La respiration constitue le socle de nos émotions, de la régulation émotionnelle
Que l’on soit patient, professionnel de santé ou tout un chacun, la maîtrise d’une respiration consciente, notamment diaphragmatique, permet d’atténuer l’activation des émotions.

« En agissant sur le rythme respiratoire, on module l’activité du système nerveux autonome, explique le Dr Grosbois. Cette régulation « trompe » en quelque sorte le cerveau en envoyant un signal de sécurité, ce qui apaise l’esprit. Les effets sont mesurables sur la fréquence cardiaque, la pression artérielle, l’anxiété, les symptômes dépressifs et le stress. À plus long terme, cette pratique contribue à réduire le risque de maladies cardiovasculaires, en particulier l’hypertension artérielle et l’infarctus du myocarde. » Cela vaut pour l’ensemble de la population. « L’apprentissage devrait débuter dès l’école, ajoute-il, notamment chez les enfants présentant une forte réactivité émotionnelle, en particulier lors des examens mais pas uniquement.

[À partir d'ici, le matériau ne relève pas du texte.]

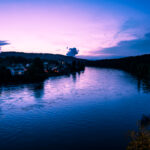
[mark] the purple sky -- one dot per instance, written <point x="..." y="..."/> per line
<point x="95" y="27"/>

La régulation respiratoire améliore les performances cognitives en limitant l’impact du stress sur l’attention et les fonctions exécutives, c’est-à-dire les fonctions de « pilotage » du cerveau. Les capacités de raisonnement s’en trouvent optimisées. Plusieurs études scientifiques en confirment les bénéfices. »
La santé des soignants s’inscrit dans une réflexion autour du « Parcours Respiration »
Les soignants constituent une population particulièrement exposée au stress, en particulier ceux exerçant dans des services à forte charge émotionnelle : réanimation, soins intensifs, pédiatrie, situations de fin de vie ou soins palliatifs. « L’exposition répétée à la gravité de la maladie, à la souffrance et au décès génère un impact psychique supérieur à celui observé dans la population générale, indique Jean-Marie Grosbois. Des professions telles que les pompiers ou les gendarmes connaissent également des niveaux élevés de stress et d’agressions au sens large. Toutefois, chez les soignants, la confrontation quotidienne à la vulnérabilité humaine et à la mort crée une usure spécifique. »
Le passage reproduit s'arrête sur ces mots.